Opened 4 years ago

Closed 3 years ago

#21258 closed defect (fixed)

Random failure in trace.py

Reported by: vbraun Owned by:
Priority: blocker Milestone: sage-8.0
Component: misc Keywords: random_fail
Cc: tmonteil, jdemeyer, slelievre Merged in:
Authors: Volker Braun Reviewers: Thierry Monteil
Report Upstream: N/A Work issues:
Branch: c1062b6 (Commits) Commit: c1062b631b529c2755abcce53924db472ee5360b
Dependencies: Stopgaps:

Description (last modified by slelievre)

Reported by Emmanuel Charpentier, Daniel Krenn, Steven Trogdon in the sage-release discussion about Sage 7.4.beta1.

sage -t --long src/sage/misc/trace.py
**********************************************************************
File "src/sage/misc/trace.py", line 66, in sage.misc.trace.trace
Failed example:
    print(s.before[s.before.find('--'):])
Expected:
    --...
    ipdb> c
    2 * 5
Got:
    --Return--

    None

    > /home/buildbot/slave/sage_git/build/build/bdist.linux-x86_64/egg/prompt_toolkit/terminal/vt
**********************************************************************
1 item had failures:
   1 of  10 in sage.misc.trace.trace

Note: previous discussions of trace.py on sage-release.

Change History (35)

comment:1 Changed 4 years ago by tmonteil

  • Cc tmonteil added

I got the same error (within a VM).

Last edited 4 years ago by tmonteil (previous) (diff)

comment:2 Changed 4 years ago by tmonteil

Note that in my case, the failure does not appear randomly, but at each test.

comment:3 Changed 4 years ago by tmonteil

A few additional remarks:

  • Changing the TERM variable (vt100, linux, screen, '', ...) has no effect.
  • When i reninstall prompt_toolkit, the doctest pass once.

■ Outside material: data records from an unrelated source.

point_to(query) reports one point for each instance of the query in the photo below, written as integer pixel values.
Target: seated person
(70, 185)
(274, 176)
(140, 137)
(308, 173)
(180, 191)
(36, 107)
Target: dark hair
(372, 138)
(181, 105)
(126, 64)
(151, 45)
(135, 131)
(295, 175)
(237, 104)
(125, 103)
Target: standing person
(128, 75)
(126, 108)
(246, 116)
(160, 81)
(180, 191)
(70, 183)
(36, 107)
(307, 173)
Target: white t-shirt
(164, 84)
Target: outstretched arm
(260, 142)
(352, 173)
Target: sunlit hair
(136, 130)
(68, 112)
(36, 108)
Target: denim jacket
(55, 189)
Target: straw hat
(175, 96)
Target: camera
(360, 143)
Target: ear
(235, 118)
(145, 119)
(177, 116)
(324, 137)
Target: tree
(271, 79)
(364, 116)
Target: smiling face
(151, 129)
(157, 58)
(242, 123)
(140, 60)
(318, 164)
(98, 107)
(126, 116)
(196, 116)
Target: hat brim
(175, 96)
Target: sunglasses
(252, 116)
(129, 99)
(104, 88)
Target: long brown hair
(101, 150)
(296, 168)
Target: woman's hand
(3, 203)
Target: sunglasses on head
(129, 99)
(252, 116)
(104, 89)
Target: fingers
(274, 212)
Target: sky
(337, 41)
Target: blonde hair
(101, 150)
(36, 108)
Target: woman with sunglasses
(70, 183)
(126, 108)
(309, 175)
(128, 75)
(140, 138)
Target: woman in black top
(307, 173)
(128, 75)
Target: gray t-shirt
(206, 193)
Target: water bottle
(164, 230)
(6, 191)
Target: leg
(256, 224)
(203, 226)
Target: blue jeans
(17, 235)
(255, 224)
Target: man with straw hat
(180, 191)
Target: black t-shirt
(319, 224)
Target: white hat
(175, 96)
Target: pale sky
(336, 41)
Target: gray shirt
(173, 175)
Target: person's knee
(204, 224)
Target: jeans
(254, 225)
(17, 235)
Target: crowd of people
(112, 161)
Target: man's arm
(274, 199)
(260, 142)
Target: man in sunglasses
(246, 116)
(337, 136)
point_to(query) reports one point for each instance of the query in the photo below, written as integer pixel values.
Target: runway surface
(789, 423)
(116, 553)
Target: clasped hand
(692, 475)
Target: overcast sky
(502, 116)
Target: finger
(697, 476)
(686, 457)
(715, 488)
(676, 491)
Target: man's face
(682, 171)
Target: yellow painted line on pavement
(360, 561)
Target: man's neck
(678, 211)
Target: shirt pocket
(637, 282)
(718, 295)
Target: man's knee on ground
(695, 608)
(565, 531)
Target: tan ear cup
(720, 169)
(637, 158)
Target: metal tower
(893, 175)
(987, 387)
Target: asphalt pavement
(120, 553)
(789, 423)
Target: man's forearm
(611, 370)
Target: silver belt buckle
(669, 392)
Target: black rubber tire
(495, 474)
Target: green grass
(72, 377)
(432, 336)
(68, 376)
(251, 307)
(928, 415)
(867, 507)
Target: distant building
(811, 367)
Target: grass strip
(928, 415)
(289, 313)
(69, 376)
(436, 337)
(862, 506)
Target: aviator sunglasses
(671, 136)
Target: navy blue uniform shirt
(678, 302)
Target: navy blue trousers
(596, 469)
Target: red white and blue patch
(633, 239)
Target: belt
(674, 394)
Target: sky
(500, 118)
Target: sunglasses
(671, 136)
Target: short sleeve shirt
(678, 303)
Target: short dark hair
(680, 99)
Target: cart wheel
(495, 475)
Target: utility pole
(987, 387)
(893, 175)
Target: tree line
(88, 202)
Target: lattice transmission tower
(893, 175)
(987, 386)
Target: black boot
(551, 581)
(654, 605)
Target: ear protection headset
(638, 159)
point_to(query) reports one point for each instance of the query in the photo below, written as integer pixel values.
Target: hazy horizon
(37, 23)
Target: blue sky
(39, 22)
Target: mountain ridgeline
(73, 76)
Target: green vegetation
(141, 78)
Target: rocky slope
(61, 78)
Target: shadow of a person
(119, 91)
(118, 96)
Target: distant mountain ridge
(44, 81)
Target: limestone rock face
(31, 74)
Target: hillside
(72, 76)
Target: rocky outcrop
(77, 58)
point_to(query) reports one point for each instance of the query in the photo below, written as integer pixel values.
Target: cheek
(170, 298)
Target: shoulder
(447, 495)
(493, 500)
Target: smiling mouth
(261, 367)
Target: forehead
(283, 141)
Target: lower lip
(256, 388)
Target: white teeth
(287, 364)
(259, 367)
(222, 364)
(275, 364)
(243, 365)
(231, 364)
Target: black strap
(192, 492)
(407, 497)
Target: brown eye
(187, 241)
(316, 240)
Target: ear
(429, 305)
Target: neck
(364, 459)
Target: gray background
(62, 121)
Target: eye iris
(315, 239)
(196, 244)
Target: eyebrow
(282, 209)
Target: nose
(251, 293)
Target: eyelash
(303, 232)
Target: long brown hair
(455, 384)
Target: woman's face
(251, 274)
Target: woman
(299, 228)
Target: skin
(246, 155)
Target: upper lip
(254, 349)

Then further tests fail.
  • The directory mentionned in the failed doctest ($SAGE_ROOT/build/build/bdist.linux-${ARCH}/egg/prompt_toolkit/terminal/vt) does not exist.

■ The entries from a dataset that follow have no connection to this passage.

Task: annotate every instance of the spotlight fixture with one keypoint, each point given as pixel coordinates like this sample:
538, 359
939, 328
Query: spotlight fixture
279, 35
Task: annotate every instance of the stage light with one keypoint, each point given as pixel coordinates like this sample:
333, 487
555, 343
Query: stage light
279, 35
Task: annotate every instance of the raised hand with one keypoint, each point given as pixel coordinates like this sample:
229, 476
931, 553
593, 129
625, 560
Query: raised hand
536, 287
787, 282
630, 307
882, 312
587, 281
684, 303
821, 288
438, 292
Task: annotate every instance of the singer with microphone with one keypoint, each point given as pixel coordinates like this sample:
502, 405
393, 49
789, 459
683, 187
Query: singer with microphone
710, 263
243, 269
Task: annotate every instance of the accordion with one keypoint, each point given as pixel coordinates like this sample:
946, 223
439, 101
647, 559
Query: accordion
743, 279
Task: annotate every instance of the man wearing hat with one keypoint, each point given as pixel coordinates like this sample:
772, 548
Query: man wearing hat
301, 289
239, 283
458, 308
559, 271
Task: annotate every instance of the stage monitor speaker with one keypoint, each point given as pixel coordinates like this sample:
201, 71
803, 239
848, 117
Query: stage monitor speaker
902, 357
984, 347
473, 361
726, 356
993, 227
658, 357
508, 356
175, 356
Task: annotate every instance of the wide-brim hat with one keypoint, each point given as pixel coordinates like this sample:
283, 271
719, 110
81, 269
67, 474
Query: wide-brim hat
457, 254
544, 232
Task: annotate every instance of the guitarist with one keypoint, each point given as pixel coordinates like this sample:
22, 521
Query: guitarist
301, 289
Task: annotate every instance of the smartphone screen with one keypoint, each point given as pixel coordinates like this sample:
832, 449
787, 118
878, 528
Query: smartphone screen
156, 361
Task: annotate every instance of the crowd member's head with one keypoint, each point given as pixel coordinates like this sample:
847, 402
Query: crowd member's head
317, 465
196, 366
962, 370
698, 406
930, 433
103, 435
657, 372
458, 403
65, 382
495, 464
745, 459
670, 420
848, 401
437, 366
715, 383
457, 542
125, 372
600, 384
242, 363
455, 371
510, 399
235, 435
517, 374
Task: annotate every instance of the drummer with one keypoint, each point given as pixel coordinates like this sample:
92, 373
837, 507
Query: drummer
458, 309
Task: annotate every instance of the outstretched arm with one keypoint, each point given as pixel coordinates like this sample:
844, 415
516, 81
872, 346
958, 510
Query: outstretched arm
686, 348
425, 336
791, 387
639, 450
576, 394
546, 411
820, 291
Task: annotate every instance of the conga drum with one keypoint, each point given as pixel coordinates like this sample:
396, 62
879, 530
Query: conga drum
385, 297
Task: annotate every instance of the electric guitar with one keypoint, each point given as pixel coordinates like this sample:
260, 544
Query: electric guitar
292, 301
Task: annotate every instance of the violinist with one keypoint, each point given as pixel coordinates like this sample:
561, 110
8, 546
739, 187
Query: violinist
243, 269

comment:4 Changed 4 years ago by tmonteil

Further investigation:

if i remove the following .pyc files, the test pass again (only once, of course):

$SAGE_ROOT/local/lib/python2.7/site-packages/IPython/core/completer.pyc
$SAGE_ROOT/local/lib/python2.7/site-packages/IPython/core/interactiveshell.pyc
$SAGE_ROOT/local/lib/python2.7/site-packages/IPython/lib/display.pyc

If i run the culprit test in a .sage file, i only have to remove the first two files.

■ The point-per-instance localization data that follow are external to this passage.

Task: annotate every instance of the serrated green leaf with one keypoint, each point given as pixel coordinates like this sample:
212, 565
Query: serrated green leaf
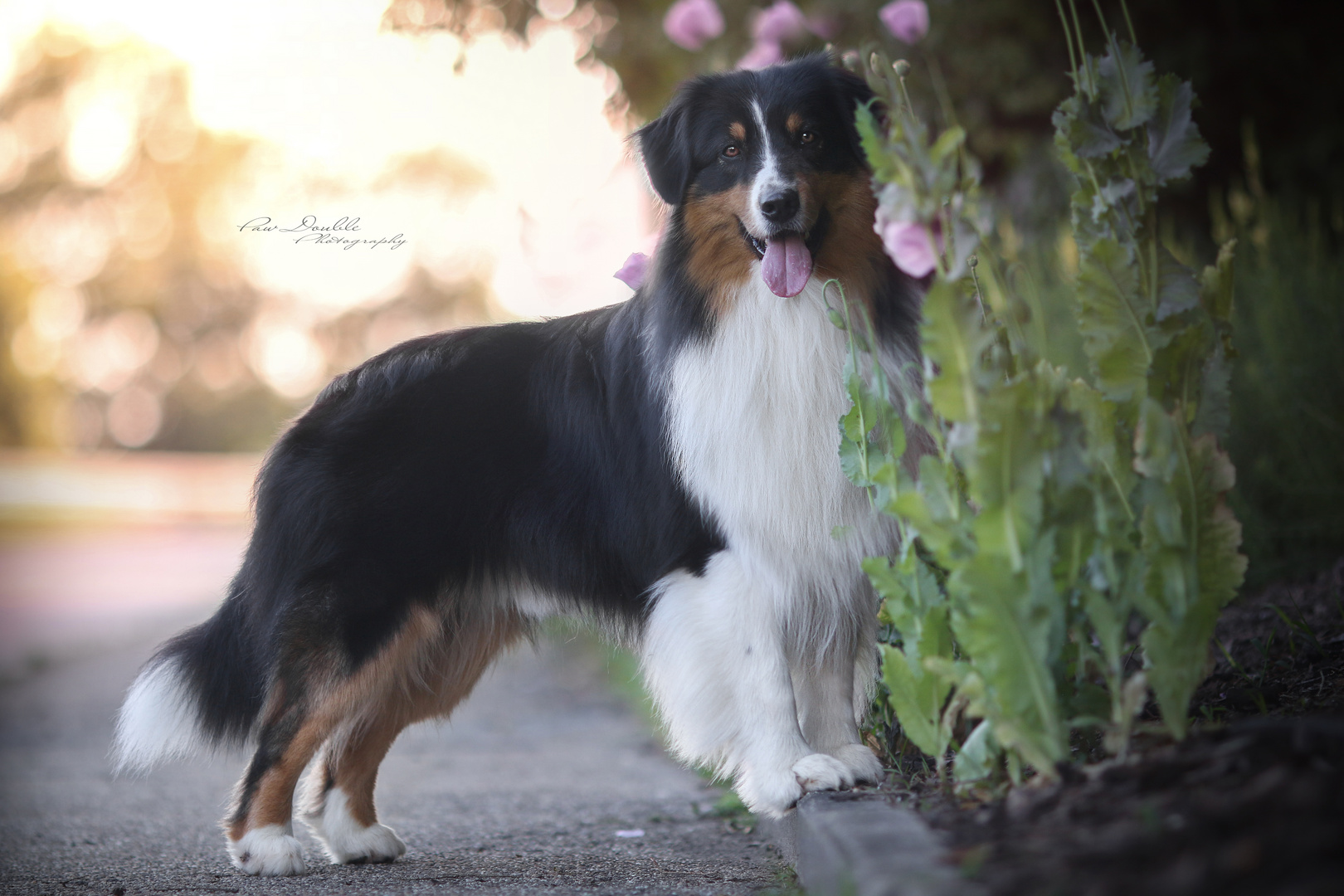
1175, 145
1215, 395
916, 694
1215, 284
1007, 470
947, 144
1127, 93
1190, 542
1082, 129
1110, 317
1112, 195
979, 755
1011, 626
874, 144
1176, 288
953, 338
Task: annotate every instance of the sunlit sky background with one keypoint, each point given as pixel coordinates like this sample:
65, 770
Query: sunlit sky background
338, 100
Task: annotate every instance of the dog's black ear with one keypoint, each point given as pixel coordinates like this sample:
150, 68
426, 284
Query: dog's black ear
665, 144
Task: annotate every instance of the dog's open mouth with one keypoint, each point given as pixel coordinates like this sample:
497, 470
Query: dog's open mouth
785, 261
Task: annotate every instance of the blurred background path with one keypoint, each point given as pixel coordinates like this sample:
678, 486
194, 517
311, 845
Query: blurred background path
538, 785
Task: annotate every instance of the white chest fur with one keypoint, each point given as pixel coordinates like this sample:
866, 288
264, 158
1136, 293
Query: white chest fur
754, 414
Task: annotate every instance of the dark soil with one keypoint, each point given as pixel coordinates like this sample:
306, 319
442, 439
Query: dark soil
1252, 802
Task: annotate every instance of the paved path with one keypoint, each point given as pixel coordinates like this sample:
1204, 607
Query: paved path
523, 791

comment:5 Changed 4 years ago by tmonteil

Volker, on which kind of machine was the error found ? Was it within a VM ?

comment:6 Changed 4 years ago by vbraun

Its obviously the test before

        sage: _ = s.expect('100', timeout=90)                                                                                                           

triggering at the ...egg/prompt_toolkit/terminal/vt100 instead of the output of print(3+97)

comment:7 Changed 4 years ago by vbraun

Can you reproduce it with SAGE_PEXPECT_LOG=yes (log will be in ~/.sage/pexpect_logs)

comment:8 Changed 4 years ago by tmonteil

Nothing appears in the ~/.sage/pexpect_logs directory (even after starting with a fresh .sage directory).

comment:9 follow-up: Changed 4 years ago by tmonteil

If i replace 3+97 with 3+98 and s.expect('100', timeout=90) with s.expect('101', timeout=90), i got a pexpect.exceptions.TIMEOUT: Timeout exceeded.. But i guess that 90s is more than enough.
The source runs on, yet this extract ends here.